Most emerging Asian currencies pared their losses on Tuesday after a stronger-than-expected China factory survey calmed some of the concerns over a slowdown in the world's second-largest economy. Activity in China's manufacturing sector unexpectedly picked up in September with the HSBC/Markit Flash China Purchasing Managers' Index (PMI) rising to 50.5 from August final reading of 50.2. It was higher than a forecast of 50.0 in a Reuters poll.
The survey helped regional shares recoup all of earlier losses. Emerging Asian currencies, however, were still in the red as China's factory employment slumped to a 5-1/2-year low in September, the same survey showed. That would be a potential source of concerns for Communist leaders who prize social stability above all else. "A higher number is better than a bad one," said Jeong My-young, Samsung Futures' research head in Seoul.
"I still doubt if the PMI would support Asian currencies further as it does not mean that the Chinese economy is reviving and it may reduce chances of more stimulus." The People's Bank of China injected money into the country's top banks to support the economy, the official Xinhua news agency on Friday quoted the chairman of number two lender China Construction Bank as saying.

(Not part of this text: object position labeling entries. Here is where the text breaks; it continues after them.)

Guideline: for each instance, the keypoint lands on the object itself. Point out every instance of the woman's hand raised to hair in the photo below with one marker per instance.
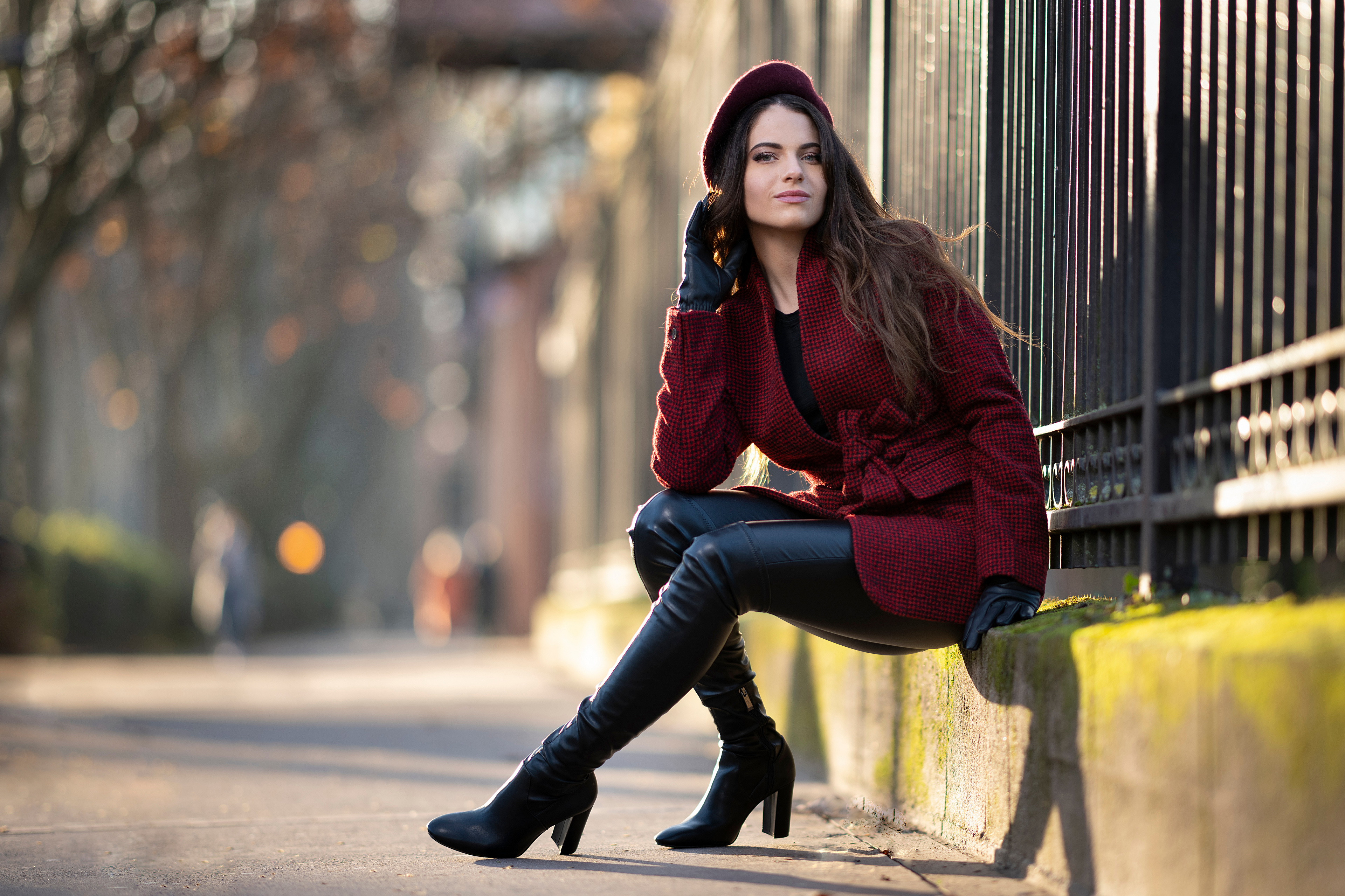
(705, 284)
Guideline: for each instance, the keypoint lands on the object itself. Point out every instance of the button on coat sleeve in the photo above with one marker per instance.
(697, 435)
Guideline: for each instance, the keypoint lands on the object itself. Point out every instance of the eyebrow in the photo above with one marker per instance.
(775, 146)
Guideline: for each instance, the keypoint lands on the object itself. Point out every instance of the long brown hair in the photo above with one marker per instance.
(880, 260)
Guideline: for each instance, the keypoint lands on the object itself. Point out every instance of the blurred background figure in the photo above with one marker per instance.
(225, 598)
(325, 259)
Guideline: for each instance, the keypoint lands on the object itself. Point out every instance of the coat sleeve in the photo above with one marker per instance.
(697, 435)
(980, 391)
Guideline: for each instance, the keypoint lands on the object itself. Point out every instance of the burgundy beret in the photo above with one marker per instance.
(757, 84)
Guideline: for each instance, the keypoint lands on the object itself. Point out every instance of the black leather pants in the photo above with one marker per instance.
(708, 560)
(774, 560)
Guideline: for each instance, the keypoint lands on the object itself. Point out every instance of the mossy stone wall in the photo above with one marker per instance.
(1151, 751)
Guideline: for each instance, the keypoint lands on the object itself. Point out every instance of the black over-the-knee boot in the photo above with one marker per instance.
(755, 766)
(754, 758)
(680, 640)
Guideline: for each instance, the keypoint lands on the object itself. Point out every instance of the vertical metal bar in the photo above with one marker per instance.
(876, 134)
(1149, 29)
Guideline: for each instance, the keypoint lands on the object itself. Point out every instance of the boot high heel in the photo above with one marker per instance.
(755, 767)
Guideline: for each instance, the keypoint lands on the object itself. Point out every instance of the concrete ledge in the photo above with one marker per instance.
(1151, 751)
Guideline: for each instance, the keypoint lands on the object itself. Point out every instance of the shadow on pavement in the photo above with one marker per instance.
(645, 868)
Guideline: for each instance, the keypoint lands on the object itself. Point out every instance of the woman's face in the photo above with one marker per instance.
(785, 188)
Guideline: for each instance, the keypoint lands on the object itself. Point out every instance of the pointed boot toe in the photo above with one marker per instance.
(510, 822)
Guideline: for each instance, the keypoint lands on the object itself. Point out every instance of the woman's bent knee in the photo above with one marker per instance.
(668, 521)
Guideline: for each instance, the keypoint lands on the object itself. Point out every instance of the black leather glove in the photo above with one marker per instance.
(1001, 605)
(705, 284)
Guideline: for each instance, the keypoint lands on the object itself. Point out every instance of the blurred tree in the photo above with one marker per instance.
(217, 186)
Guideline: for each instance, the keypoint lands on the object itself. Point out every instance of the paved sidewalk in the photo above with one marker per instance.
(317, 770)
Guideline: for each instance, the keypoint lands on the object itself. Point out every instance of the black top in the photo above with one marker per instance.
(789, 345)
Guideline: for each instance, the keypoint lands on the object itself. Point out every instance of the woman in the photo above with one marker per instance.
(855, 352)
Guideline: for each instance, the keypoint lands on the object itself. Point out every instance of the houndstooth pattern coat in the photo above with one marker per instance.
(939, 497)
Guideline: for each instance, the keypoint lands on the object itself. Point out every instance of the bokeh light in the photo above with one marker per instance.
(399, 403)
(111, 236)
(123, 409)
(442, 554)
(283, 340)
(301, 548)
(377, 243)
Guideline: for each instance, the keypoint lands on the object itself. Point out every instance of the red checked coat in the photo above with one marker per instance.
(939, 497)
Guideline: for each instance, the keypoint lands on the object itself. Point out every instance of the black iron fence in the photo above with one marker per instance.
(1163, 189)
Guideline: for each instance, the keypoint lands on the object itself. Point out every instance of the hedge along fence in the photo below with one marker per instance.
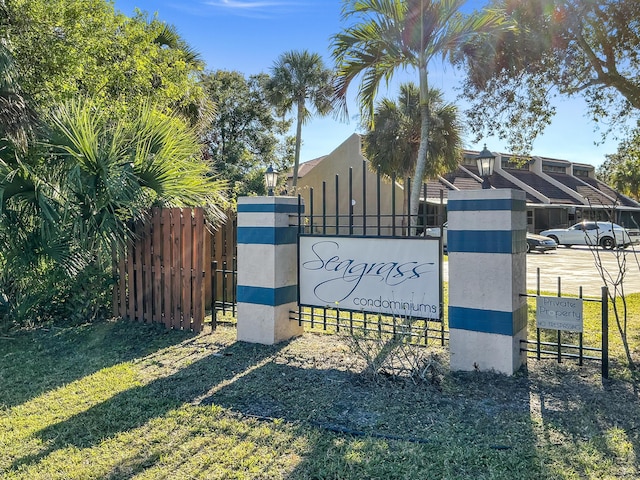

The won fell as foreign investors were set to become net sellers in Seoul's main stock exchange for a fourth consecutive session.
The currency pared most of its earlier losses after the improved news on China, South Korea's top exports market. Local exporters also bought the won for month-end settlements. The peso lost as much as 0.3 percent to 44.605 per dollar, its weakest since April 30. The Philippine currency has chart support at 44.618, the 61.8 percent Fibonacci retracement of its appreciation between February and July. "It can be a decent level to sell dollar/peso," said a senior Philippine bank trader in Manila. The peso may drop to 44.790 - a low hit on April 25. If that level is breached, the next target is at 44.955, the 76.4 percent retracement of its February-July appreciation, analysts said.